私の両親は日系カナダ人です。第二次世界大戦でコミュニティが受けた不当な扱いを受けて、祖父母はより良い未来を願ってトロントに移住しました。2世代を経て、私の親戚は膨大になりました。私たちはみんなトロントに住んでいるので、私は家族とその料理に囲まれて育ちました。私たちは行きつけのレストラン(たいていは日本食の店)で会うこともあります。でもたいていは、祖母のチキン焼きそばのように、何世代にもわたって受け継がれてきた家族の大好物を持ち寄ります。私たちは最近見つけた隠れた名店をシェアし、一緒に試食する計画を立てます。
家族からよく教育されているので、どこへ旅行しても食べ物への愛は変わりません。1 日の食事回数と食事場所間の距離に基づいて旅程を計画します。そのため、夏にバンクーバーに引っ越したときは、食べ物のおすすめリストを用意し、友人や家族に Instagram に投稿することを何度も約束しました。
私は日系カナダ人の土地収奪の歴史を解明する「Landscapes of Injustice」プロジェクトのアーカイブ研究員として雇われました。
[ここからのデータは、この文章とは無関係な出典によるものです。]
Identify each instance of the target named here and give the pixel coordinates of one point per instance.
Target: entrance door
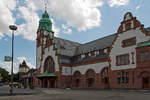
(45, 83)
(106, 82)
(90, 82)
(52, 83)
(145, 82)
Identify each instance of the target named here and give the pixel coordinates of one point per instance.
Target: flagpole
(13, 28)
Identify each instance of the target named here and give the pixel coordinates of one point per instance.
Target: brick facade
(104, 72)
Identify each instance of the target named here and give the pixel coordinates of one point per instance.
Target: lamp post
(13, 28)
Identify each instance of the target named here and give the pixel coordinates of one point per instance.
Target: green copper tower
(45, 23)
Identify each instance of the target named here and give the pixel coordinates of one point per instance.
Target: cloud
(6, 17)
(6, 39)
(137, 7)
(81, 14)
(116, 3)
(27, 11)
(7, 65)
(1, 35)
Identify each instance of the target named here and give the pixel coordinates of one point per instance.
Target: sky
(76, 20)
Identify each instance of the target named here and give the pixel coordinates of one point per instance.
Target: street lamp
(13, 28)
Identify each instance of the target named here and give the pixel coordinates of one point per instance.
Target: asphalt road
(4, 91)
(67, 94)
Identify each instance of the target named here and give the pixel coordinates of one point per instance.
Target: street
(68, 94)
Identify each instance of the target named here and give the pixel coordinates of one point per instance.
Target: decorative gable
(129, 22)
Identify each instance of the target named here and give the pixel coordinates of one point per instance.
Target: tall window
(122, 60)
(90, 78)
(129, 42)
(123, 77)
(49, 65)
(77, 78)
(143, 56)
(104, 75)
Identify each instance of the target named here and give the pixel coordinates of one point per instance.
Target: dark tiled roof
(96, 44)
(69, 49)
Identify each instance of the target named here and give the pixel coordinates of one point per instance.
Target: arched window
(77, 78)
(104, 75)
(49, 66)
(90, 78)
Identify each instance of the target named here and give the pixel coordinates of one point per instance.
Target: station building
(121, 60)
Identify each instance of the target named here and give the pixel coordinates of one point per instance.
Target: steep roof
(98, 44)
(66, 47)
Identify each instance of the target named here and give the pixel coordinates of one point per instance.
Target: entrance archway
(145, 79)
(90, 78)
(104, 77)
(48, 78)
(145, 82)
(77, 79)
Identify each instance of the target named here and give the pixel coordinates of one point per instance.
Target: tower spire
(45, 5)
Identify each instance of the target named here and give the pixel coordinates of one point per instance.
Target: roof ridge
(98, 39)
(68, 40)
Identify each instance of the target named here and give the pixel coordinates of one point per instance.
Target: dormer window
(127, 26)
(129, 42)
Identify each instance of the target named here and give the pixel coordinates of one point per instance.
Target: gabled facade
(108, 62)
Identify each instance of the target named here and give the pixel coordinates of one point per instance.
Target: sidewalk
(4, 91)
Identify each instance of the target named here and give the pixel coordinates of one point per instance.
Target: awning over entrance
(143, 44)
(46, 75)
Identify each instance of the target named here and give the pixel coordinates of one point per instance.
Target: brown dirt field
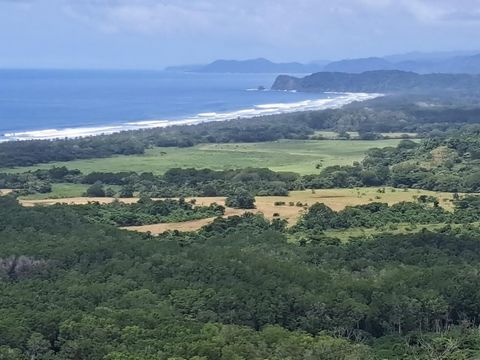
(337, 199)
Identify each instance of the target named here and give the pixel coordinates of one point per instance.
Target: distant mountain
(454, 62)
(383, 81)
(434, 56)
(251, 66)
(422, 64)
(358, 65)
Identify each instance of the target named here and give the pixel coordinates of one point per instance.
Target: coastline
(259, 110)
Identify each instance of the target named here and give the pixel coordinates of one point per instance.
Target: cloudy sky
(154, 33)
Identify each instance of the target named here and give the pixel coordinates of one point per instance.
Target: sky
(152, 34)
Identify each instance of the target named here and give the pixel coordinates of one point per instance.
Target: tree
(241, 199)
(96, 190)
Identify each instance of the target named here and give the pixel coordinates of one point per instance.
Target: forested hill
(384, 81)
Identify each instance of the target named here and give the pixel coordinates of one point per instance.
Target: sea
(47, 104)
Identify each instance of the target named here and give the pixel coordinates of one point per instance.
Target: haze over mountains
(421, 63)
(381, 81)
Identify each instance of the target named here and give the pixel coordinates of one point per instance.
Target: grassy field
(336, 199)
(299, 156)
(332, 135)
(365, 233)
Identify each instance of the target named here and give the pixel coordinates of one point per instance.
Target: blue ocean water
(45, 104)
(45, 99)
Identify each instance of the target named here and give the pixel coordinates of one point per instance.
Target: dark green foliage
(388, 114)
(96, 190)
(241, 199)
(146, 211)
(71, 289)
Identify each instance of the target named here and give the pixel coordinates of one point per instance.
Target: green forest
(74, 286)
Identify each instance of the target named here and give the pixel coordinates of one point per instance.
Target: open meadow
(300, 156)
(289, 207)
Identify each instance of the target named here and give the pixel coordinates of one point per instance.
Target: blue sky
(148, 34)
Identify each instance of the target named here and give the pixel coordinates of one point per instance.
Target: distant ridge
(424, 64)
(259, 65)
(459, 62)
(383, 81)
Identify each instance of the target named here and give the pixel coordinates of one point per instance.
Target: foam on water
(259, 110)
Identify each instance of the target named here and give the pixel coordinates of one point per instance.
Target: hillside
(422, 64)
(259, 65)
(384, 81)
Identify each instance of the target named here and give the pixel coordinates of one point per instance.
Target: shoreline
(259, 110)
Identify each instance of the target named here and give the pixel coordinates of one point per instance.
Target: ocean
(45, 104)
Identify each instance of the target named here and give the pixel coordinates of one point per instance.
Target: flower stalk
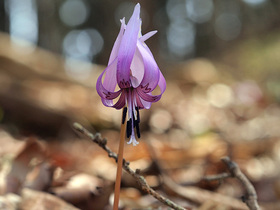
(120, 161)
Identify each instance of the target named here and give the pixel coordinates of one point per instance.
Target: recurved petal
(148, 97)
(116, 47)
(152, 72)
(127, 48)
(137, 69)
(147, 36)
(106, 90)
(141, 104)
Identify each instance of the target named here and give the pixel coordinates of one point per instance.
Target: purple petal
(116, 47)
(151, 75)
(106, 91)
(127, 48)
(141, 104)
(148, 97)
(137, 69)
(147, 36)
(121, 102)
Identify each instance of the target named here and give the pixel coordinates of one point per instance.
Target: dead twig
(140, 179)
(251, 197)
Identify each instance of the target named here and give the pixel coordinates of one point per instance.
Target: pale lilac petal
(127, 49)
(161, 83)
(121, 102)
(105, 90)
(147, 36)
(137, 69)
(151, 74)
(148, 97)
(116, 47)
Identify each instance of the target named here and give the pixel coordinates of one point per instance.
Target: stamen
(129, 128)
(137, 129)
(138, 114)
(134, 121)
(124, 114)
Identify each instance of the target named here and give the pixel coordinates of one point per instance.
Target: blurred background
(221, 62)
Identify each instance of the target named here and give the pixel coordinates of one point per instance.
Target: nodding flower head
(134, 70)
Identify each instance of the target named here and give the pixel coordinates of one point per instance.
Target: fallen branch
(140, 179)
(251, 197)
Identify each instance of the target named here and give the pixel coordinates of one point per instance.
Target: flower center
(133, 118)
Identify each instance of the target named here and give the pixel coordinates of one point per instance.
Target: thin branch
(140, 179)
(251, 197)
(217, 177)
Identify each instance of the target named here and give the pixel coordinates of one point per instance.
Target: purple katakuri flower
(133, 68)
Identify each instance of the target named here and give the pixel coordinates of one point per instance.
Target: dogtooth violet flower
(134, 70)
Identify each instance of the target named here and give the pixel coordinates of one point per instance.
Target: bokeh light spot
(227, 26)
(199, 11)
(73, 12)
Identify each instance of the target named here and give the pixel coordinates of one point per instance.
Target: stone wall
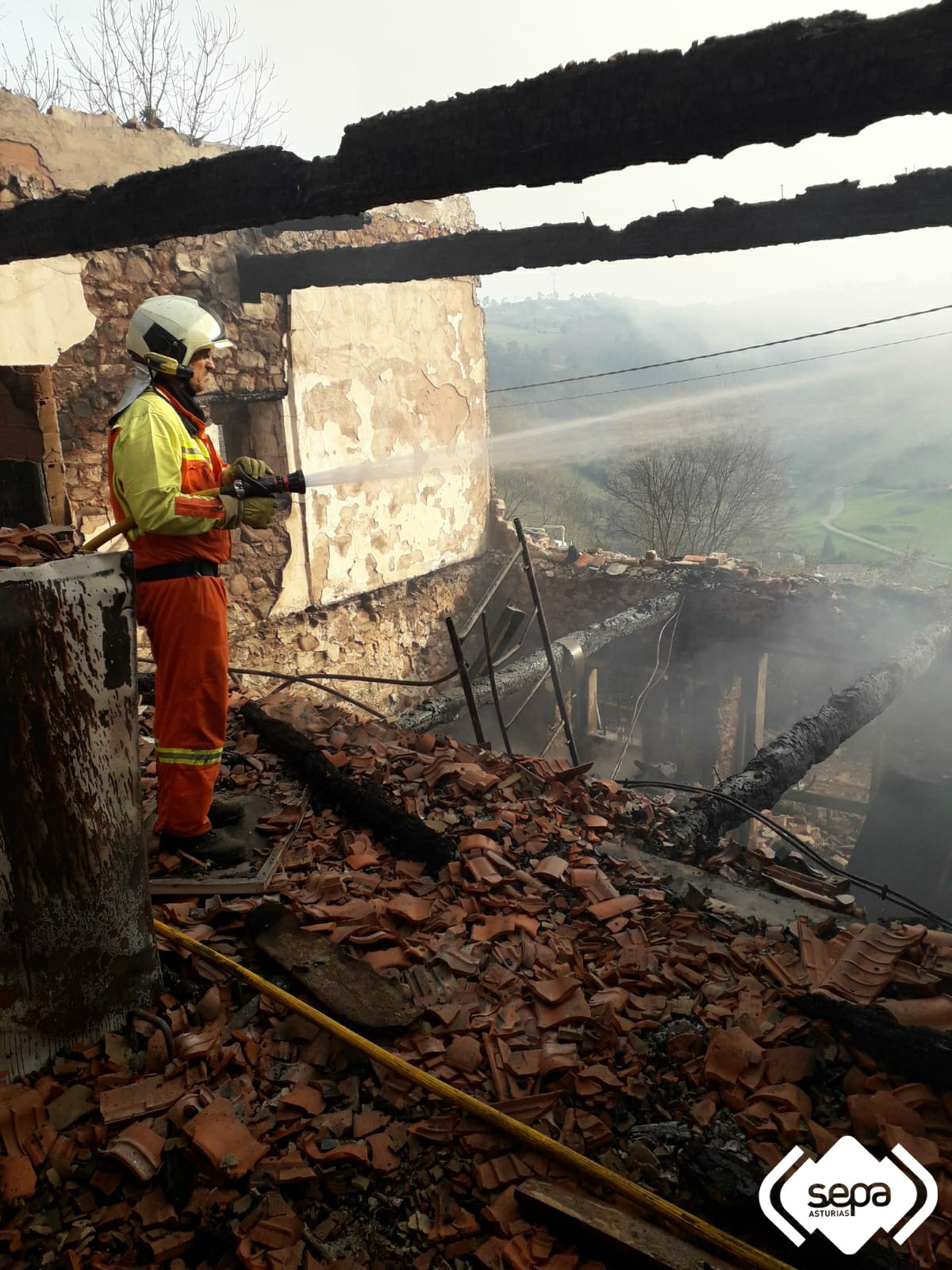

勤務先の日系カナダ国立博物館に弁当を持参し、平日は自宅で食べることでお金を節約しました。週末はリストに挙げた食べ物を好きなだけ食べました。最も思い出に残る食べ物は、ジャパドッグの大根おろしベジドッグ、ハイゲンキのサーモンバーガー、グーのエビのセビーチェ、パウエルストリートフェスティバルのベイクドサーモン、ミコ寿司の酒蒸しアサリ、モグのエビカツバーガー(2回)です。
これまでの旅でいつもそうであったように、信じられないほどおいしい食べ物に出会ったとき、その食べ物を毎日食べられたらどんな生活になるだろうと想像してみました。バンクーバーでは、こうした思いは特に意味深いものでした。別の世界では、私はこの食べ物で育ったかもしれません。その想像上の歴史では、日系カナダ人は海岸から強制的に追い出されたわけではなく、私の祖父母はブリティッシュコロンビア大学で学位を取得し、生まれた街で仕事を見つけました。バンクーバーの食べ物は、私の家族の伝統の一部に過ぎなかったでしょう。
その理想的な歴史の中で育っていたら、私は両親と一緒に毎年パウエル・ストリート・フェスティバルに行き、日本の屋台料理を食べることができただろう。安くて新鮮で口の中でとろけるような刺身が食べられたら、もっと早くペスカタリアンになることを選んでいたかもしれない。祖母は鶏の焼きそばではなく、サーモンのレシピを伝えてくれたかもしれない。両親は私に、韓国や中国のスーパーで似たような食べ物を探すのではなく、コンビニで日本の食料品を買わせてくれたかもしれない。祖父母は両親に日本語を教えることを恥ずかしがらず、両親も私に教えてくれたかもしれない。ふりかけのパッケージを読んで何の味を買っているのかわかるなど、日常の些細なことも違っていたかもしれない。
夏の仕事の契約が終わりに近づいた頃、いとこ、母、叔父、叔父のパートナー、そして私は全員、同じ日にバンクーバーに集まりました。もちろん、食事のために集まりました。Momo Sushi で刺身を食べに行きました。その後、コンビニで買い物をする計画を立てていたとき、ある考えが浮かびました。私たちの偶然の集まりは、私の家族との通常の水曜日の夜の連絡手段になるはずだったのです。
トロントに帰るためにお土産(すべてダイソーの煎餅)を詰めながら、ちょっと考えてみた。
※この記事は日経イメージズ2018年第23巻第2号に掲載されたものです。